Today was our hill walking day, convenient since the park by our house sits in a huge crater. It's a heck of a sledding hill, spacious, and has become a main character in this chapter of our lives, vastly important. We're there every day now; it's the "outting," the daily thing we plan our days around.
On hill days, we walk up and down the steep green dunes for cardio, interlaced with loops around the bowl dodging people, dogs, basketballs, bikers, and stray bubbles desperate mothers are blowing for their toddlers.
"Does she not know that's not a good idea?" I ask the boys, who struggle to put two and two together.
"Nevermind," I say as we head up the hill, our colorful shoes a sight for soar eyes in the sunlight, against the spring grass. We pause at the top, looking down on all the activity, somehow a little askew. If you didn't know, would you know? Or would you miss it entirely, even though it was right in front of you? Would you see what you wanted to see? What you always saw?

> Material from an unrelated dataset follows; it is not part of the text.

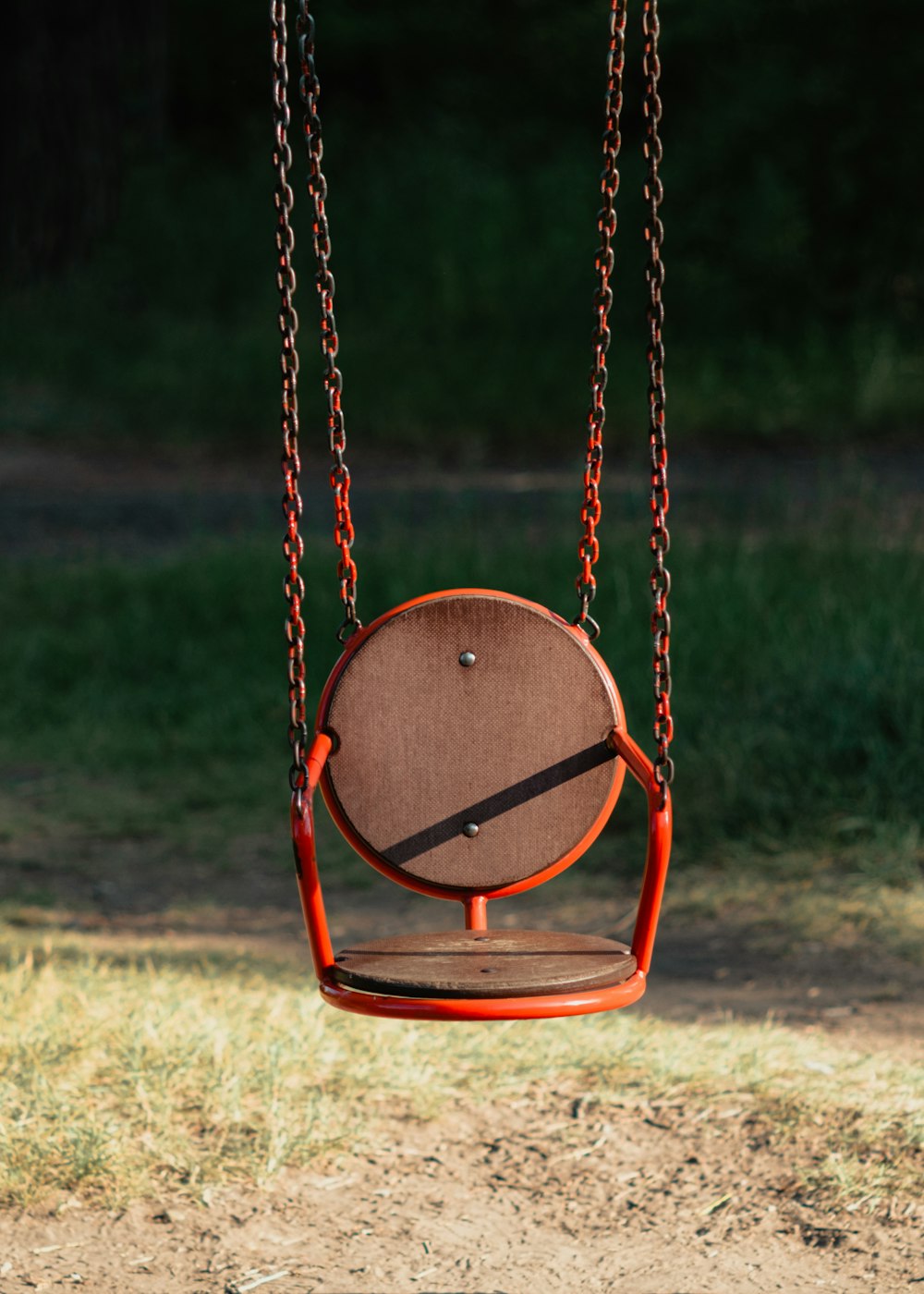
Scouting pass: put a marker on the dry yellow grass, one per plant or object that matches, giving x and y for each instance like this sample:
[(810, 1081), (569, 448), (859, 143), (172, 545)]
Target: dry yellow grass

Jude pointed ahead. Look, he said, trees. Two trees. Shadows, he said.
It was impossible not to accept this beautiful gift as magical. As though they had appeared there just for us.
What were they before I saw them as they were? Before Jude pointed them out? Blobs? Static? Darkness? Or did I not see them at all? But how could you miss them? Two enormous tree shadows, limbs like skyscrapers projected in front of us, lacy, still,and reaching. Mesmerized, we stood there and watched for a few minutes, silent.
It was like the other day when the leaves blew toward us like so many welcoming hands waving us toward shelter.